Конечно же, я поступила. Не знаю, стараниями ли отца, или же я сама подготовилась на отлично, но увидев среди будущих студентов свою фамилию только улыбнулась. Я знала чего стою, и чего стоит моя фамилия. Родители были счастливы. Наконец-то, у их дочери начинается счастливая пора, золотая пора.
В честь поступления дочери в престижный университет, отец решил закатить пир на весь мир. Как раз с этим днем совпала дата моего рождения – мне исполнилось семнадцать. Позже я поняла, какую личную цель преследовал отец в тот день.

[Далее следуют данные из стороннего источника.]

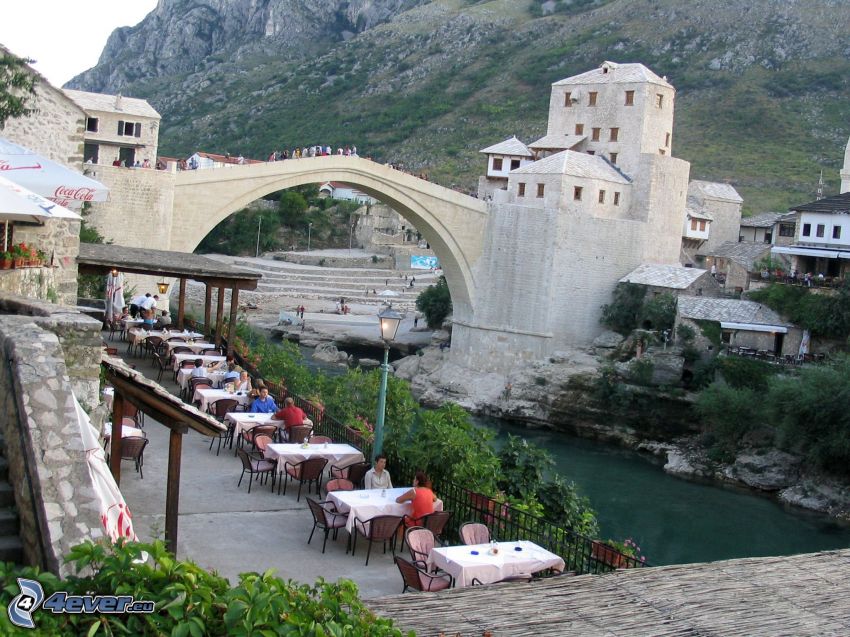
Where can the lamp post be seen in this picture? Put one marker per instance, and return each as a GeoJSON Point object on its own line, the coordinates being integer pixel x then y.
{"type": "Point", "coordinates": [389, 320]}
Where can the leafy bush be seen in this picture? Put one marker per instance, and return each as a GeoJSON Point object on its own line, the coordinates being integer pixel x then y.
{"type": "Point", "coordinates": [435, 302]}
{"type": "Point", "coordinates": [191, 601]}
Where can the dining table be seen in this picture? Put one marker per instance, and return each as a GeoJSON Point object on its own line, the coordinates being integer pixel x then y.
{"type": "Point", "coordinates": [489, 563]}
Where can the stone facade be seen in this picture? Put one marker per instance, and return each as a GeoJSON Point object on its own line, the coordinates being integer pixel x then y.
{"type": "Point", "coordinates": [51, 355]}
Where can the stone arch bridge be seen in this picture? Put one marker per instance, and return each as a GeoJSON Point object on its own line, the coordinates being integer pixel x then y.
{"type": "Point", "coordinates": [454, 224]}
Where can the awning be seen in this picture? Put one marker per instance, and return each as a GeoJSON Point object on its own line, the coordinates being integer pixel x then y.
{"type": "Point", "coordinates": [754, 327]}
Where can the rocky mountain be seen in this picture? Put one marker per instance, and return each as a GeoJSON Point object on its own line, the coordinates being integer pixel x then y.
{"type": "Point", "coordinates": [762, 85]}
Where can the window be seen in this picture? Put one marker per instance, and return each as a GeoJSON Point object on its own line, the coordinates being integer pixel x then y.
{"type": "Point", "coordinates": [129, 129]}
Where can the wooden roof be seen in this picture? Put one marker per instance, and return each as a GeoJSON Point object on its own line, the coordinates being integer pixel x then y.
{"type": "Point", "coordinates": [99, 258]}
{"type": "Point", "coordinates": [801, 595]}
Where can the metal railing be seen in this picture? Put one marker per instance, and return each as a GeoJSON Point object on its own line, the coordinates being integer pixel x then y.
{"type": "Point", "coordinates": [581, 554]}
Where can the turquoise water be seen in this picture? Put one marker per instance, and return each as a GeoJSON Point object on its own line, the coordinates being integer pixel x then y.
{"type": "Point", "coordinates": [674, 520]}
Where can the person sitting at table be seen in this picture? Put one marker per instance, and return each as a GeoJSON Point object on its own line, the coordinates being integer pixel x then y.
{"type": "Point", "coordinates": [421, 496]}
{"type": "Point", "coordinates": [264, 404]}
{"type": "Point", "coordinates": [378, 477]}
{"type": "Point", "coordinates": [200, 371]}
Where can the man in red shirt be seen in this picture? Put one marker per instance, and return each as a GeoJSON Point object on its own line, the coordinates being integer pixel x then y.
{"type": "Point", "coordinates": [291, 415]}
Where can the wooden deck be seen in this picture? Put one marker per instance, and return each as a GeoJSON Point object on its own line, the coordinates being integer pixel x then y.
{"type": "Point", "coordinates": [801, 595]}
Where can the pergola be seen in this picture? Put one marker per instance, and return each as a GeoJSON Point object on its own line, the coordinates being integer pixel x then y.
{"type": "Point", "coordinates": [97, 258]}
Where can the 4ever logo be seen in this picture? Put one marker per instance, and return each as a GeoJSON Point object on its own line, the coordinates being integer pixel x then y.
{"type": "Point", "coordinates": [31, 598]}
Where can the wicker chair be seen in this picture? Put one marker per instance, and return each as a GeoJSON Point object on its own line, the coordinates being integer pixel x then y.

Отцу выдали новую загородную дачу в Подмосковье. Она находилась в другом поселке, в противоположной стороне от той дачи, где я провела такое значимое лето в своей жизни. Новая дача была скромнее. Там не было Дарьи и Ивана, мы все делали самостоятельно с мамой – готовили, поливали сад, убирались.
Отец тогда созвал где-то с сотню людей, заказал музыкантов, море еды и выпивки. Равнодушно улыбаясь приехавшим гостям, я с удивлением отметила уже знакомого мне Костю. Он приехал с отцом Анатолием Леонидовичем на новенькой Вольво серого цвета. Далеко не все могли позволить себе такие машины тогда. Костя возмужал, выглядел, словно с обложки журнала – холеный, в дорогой импортной одежде, жевал жвачку и похабно смотрел на меня. Я хмыкнула и отвернулась от него, но он не отступал.